Photo by Simon Howden

Here in Hamilton, Ontario we have numerous agencies working to improve the lives of people short on cash. Sadly, the need is considerable. I often see the logo for Hamilton Food Share appearing in local media and today I visited their website to better understand what they do.

This agency was created in 1990, ‘To diminish hunger in our community by collecting and sharing food and other resources through effective partnerships that strengthen our response to hunger.’  Until today I assumed they were essentially a food bank but Food Movers and Shakers might be a better description of this operation. Their 2009 Annual Report states that 2.1 million pounds of food were raised and distributed. While local community food drives contribute 15% of their annual food inventory, 85% comes from food industry donations. Wow.

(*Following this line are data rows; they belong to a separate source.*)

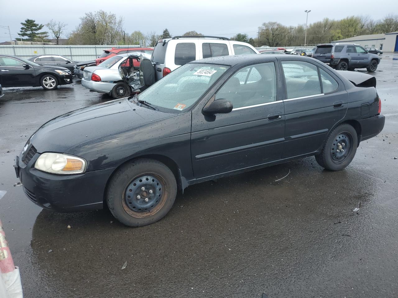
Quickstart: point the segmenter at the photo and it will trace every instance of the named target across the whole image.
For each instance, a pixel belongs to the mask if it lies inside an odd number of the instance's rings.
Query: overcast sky
[[[264,22],[277,21],[286,25],[305,23],[305,10],[310,10],[308,23],[328,17],[339,19],[352,15],[369,15],[375,19],[398,13],[397,0],[0,0],[0,25],[9,26],[13,39],[18,37],[20,23],[27,18],[45,24],[52,18],[68,24],[73,30],[85,12],[103,9],[125,18],[125,28],[161,33],[167,28],[172,35],[195,30],[205,35],[230,37],[237,33],[255,37]],[[46,30],[47,29],[46,29]],[[0,42],[9,40],[8,30],[0,28]]]

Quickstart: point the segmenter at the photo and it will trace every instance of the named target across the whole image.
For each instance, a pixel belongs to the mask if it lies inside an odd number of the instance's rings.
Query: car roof
[[[189,63],[206,63],[228,65],[230,66],[244,66],[256,63],[275,61],[275,58],[278,60],[301,60],[313,62],[316,62],[316,63],[318,63],[318,60],[305,56],[295,55],[279,55],[277,54],[269,55],[251,54],[250,55],[236,55],[231,56],[213,57],[201,60],[196,60],[190,62]]]

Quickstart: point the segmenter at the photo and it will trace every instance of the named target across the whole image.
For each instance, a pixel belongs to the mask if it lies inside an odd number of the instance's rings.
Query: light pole
[[[310,10],[304,10],[304,12],[307,13],[307,20],[305,21],[305,38],[304,39],[304,46],[307,45],[307,24],[308,23],[308,14]]]

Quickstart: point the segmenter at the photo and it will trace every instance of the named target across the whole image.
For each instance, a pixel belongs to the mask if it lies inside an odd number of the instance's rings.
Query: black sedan
[[[72,76],[64,67],[44,66],[22,58],[0,54],[0,83],[3,87],[41,86],[45,90],[70,84]]]
[[[77,62],[60,55],[38,55],[28,59],[29,61],[43,66],[61,66],[73,72],[74,66]]]
[[[50,120],[16,157],[16,174],[44,208],[107,204],[139,226],[199,182],[313,155],[341,170],[384,126],[375,79],[356,74],[293,55],[194,61],[138,96]]]

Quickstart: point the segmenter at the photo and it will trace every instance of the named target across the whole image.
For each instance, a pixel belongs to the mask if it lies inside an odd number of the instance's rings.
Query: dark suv
[[[354,43],[319,45],[312,58],[338,70],[366,68],[372,72],[376,70],[380,62],[378,56],[368,53],[363,47]]]

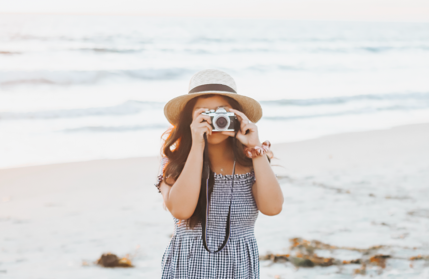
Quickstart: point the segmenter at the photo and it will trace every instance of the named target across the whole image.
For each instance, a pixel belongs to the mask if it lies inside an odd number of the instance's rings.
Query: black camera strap
[[[233,143],[235,144],[236,138],[237,133],[236,132],[236,136],[234,137]],[[207,246],[207,219],[208,218],[208,212],[210,206],[210,199],[208,193],[208,178],[210,176],[210,166],[209,165],[209,161],[208,160],[208,148],[207,144],[207,137],[204,133],[204,153],[203,163],[202,166],[202,179],[205,180],[205,214],[203,217],[202,221],[201,222],[201,230],[202,237],[202,245],[204,246],[205,250],[207,250],[209,253],[215,254],[219,253],[227,246],[228,242],[230,240],[230,236],[231,235],[231,206],[233,203],[233,188],[234,186],[234,177],[236,173],[236,158],[234,158],[234,167],[233,168],[233,179],[231,184],[231,200],[230,201],[230,205],[228,209],[228,217],[227,218],[227,226],[225,230],[225,239],[224,242],[222,243],[218,250],[213,252],[211,251]],[[204,207],[204,205],[203,207]]]

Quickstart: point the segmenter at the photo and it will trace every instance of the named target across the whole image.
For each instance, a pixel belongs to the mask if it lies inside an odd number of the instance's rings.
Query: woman
[[[270,165],[269,143],[261,143],[254,124],[260,106],[236,88],[226,73],[201,71],[191,79],[188,94],[164,108],[174,127],[156,185],[175,227],[163,258],[163,279],[259,277],[255,221],[258,210],[280,213],[283,196]],[[213,131],[206,113],[220,107],[235,114],[235,131]]]

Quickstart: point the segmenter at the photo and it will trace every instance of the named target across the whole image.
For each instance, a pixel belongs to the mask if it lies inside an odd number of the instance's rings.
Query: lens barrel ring
[[[226,120],[226,124],[223,127],[220,127],[216,124],[216,122],[220,118],[224,118]],[[216,130],[218,131],[224,131],[228,130],[231,124],[231,120],[230,120],[230,117],[228,115],[223,114],[220,114],[215,115],[213,117],[211,123],[213,124],[213,127]]]

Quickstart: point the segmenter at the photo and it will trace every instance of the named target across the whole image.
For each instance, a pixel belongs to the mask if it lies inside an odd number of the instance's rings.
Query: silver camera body
[[[207,110],[201,114],[208,115],[211,120],[211,127],[214,132],[234,131],[237,117],[234,112],[227,111],[225,108],[220,106],[215,111],[214,109]]]

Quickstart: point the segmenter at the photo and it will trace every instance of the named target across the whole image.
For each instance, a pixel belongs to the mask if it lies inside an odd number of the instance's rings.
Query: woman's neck
[[[208,143],[208,158],[212,164],[225,160],[233,161],[234,156],[230,141],[226,140],[217,144]]]

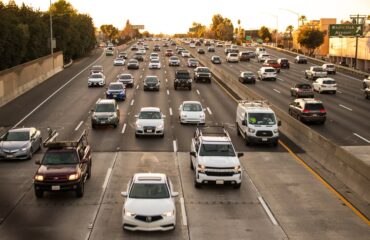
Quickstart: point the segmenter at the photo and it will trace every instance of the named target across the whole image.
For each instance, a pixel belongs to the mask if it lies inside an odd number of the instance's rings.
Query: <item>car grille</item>
[[[256,136],[258,137],[272,137],[272,131],[257,131]]]
[[[161,215],[155,215],[155,216],[136,215],[135,219],[139,221],[143,221],[143,222],[155,222],[158,220],[162,220],[163,217]]]

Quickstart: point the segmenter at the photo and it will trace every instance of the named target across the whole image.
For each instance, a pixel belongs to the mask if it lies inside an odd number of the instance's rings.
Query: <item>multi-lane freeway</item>
[[[150,49],[154,44],[149,42]],[[174,47],[171,47],[174,49]],[[129,52],[129,58],[133,52]],[[149,51],[150,52],[150,51]],[[278,54],[271,51],[273,54]],[[223,49],[217,54],[224,58]],[[148,55],[139,70],[113,66],[113,58],[96,51],[88,58],[55,75],[16,100],[0,108],[0,126],[33,126],[46,138],[47,127],[56,129],[58,139],[76,138],[83,129],[93,149],[92,177],[85,185],[85,196],[73,193],[46,193],[37,199],[33,192],[34,160],[0,162],[1,239],[368,239],[370,228],[351,208],[307,171],[282,144],[278,147],[245,146],[235,129],[237,103],[215,83],[194,83],[191,91],[173,88],[175,67],[169,67],[164,51],[162,69],[148,69]],[[206,53],[197,58],[210,58]],[[181,58],[186,67],[187,59]],[[290,59],[291,60],[291,59]],[[119,102],[121,121],[114,128],[91,129],[91,109],[104,88],[88,88],[93,64],[104,67],[107,82],[122,72],[135,77],[127,98]],[[258,63],[222,63],[231,78],[241,70],[256,71]],[[273,104],[287,108],[289,87],[306,81],[306,65],[293,65],[282,71],[275,82],[248,86]],[[144,92],[142,80],[157,75],[159,92]],[[311,126],[343,145],[362,145],[353,133],[370,139],[366,112],[369,104],[354,79],[335,76],[341,93],[322,95],[329,112],[324,126]],[[274,90],[275,89],[275,90]],[[206,107],[207,124],[223,124],[238,152],[243,183],[236,190],[229,186],[193,186],[190,170],[190,141],[196,126],[181,125],[178,108],[182,101],[197,100]],[[351,108],[347,110],[340,105]],[[166,115],[164,138],[135,138],[135,117],[141,107],[160,107]],[[294,147],[294,146],[291,146]],[[176,199],[177,226],[171,232],[128,232],[122,230],[121,211],[129,178],[137,172],[163,172],[180,193]]]

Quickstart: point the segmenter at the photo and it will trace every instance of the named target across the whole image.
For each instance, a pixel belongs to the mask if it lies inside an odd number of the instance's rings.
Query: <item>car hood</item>
[[[37,170],[37,174],[45,176],[53,175],[69,175],[74,174],[78,171],[77,164],[66,164],[66,165],[41,165]]]
[[[0,142],[0,148],[2,150],[18,150],[29,146],[29,141],[3,141]]]
[[[136,120],[136,124],[140,124],[141,126],[155,126],[158,127],[159,125],[163,125],[163,119],[138,119]]]
[[[126,211],[137,215],[154,216],[170,212],[175,205],[170,198],[166,199],[133,199],[128,198],[124,203]]]
[[[199,164],[206,167],[235,167],[240,165],[238,157],[199,156]]]

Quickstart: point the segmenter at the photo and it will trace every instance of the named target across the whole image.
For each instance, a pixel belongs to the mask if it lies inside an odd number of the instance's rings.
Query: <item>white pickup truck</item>
[[[312,80],[316,80],[317,78],[323,78],[323,77],[328,76],[327,71],[324,70],[324,68],[321,66],[310,67],[310,69],[306,70],[304,74],[307,79],[312,79]]]

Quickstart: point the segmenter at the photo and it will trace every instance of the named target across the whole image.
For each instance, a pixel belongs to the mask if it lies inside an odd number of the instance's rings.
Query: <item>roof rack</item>
[[[270,103],[264,99],[244,99],[239,100],[238,103],[243,104],[245,107],[270,107]]]
[[[229,133],[226,131],[223,125],[208,125],[197,128],[195,131],[196,136],[213,136],[213,137],[228,137]]]
[[[84,130],[81,136],[75,141],[56,141],[56,137],[59,135],[55,130],[48,128],[48,138],[43,142],[44,147],[52,149],[60,149],[66,147],[79,147],[87,144],[87,133]]]

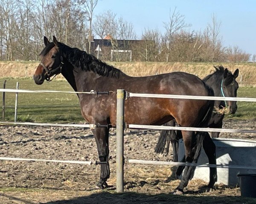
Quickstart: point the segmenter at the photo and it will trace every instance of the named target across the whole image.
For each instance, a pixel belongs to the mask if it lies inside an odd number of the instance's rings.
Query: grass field
[[[18,81],[20,89],[73,91],[70,85],[64,80],[53,80],[39,86],[36,85],[32,79],[9,78],[6,80],[6,88],[16,88],[16,82]],[[3,79],[0,79],[0,85],[3,84]],[[256,98],[256,88],[252,86],[240,87],[238,90],[238,97]],[[14,120],[15,98],[15,93],[6,94],[6,108],[5,120],[13,121]],[[2,101],[2,94],[0,101]],[[256,118],[255,103],[239,102],[236,114],[226,115],[225,118],[238,119]],[[76,94],[20,93],[17,116],[18,120],[22,122],[77,122],[84,121],[81,114],[78,98]]]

Hamilton Food Share distributes food to emergency food programs (food banks and hot meal lines) at agencies such as St. Matthew’s House, Neighbour to Neighbour, Wesley Urban Ministries and the Good Shepherd Centres.

On several of their website pages, this statement appears: ‘Every $1 donated raised $5 worth of food.’ How does that work? The example used for demonstration is the supply and distribution of milk where it would take $8300.00 a month to buy 8300 litres of milk, plus the cost of shipping. Instead of purchasing, Hamilton Food Share has established partnerships with the food industry, in this case, the ‘The Dairy Farmers of Ontario, The Dairy Transportation Association and Dairy Processors work together to donate 8,320 litres of milk’ to HFS which distributes the milk to agencies in need. As stated in their Frequently Asked Questions page, ‘Funds used to open this gateway continue to produce donated supplies on an ongoing basis. On average throughout the year, for every dollar we expend on transportation, storage and distribution we can raise $5 worth of food.’

How smart is that? Other achievements mentioned in the annual report include funding partnerships that allowed a new headquarters which is owned, not rented; building their own industrial sized coolers and fridges; and achieving a first in Canada by setting up ‘electronic standardization within the local food banking system’. This enables a downloading and sharing of data about food bank use.

The Hunger in Our Own Backyard section explains that over 19,000 people use local food banks per month and 8,313 of these are children. Kudos to Hamilton Food Share for filling a vital community need.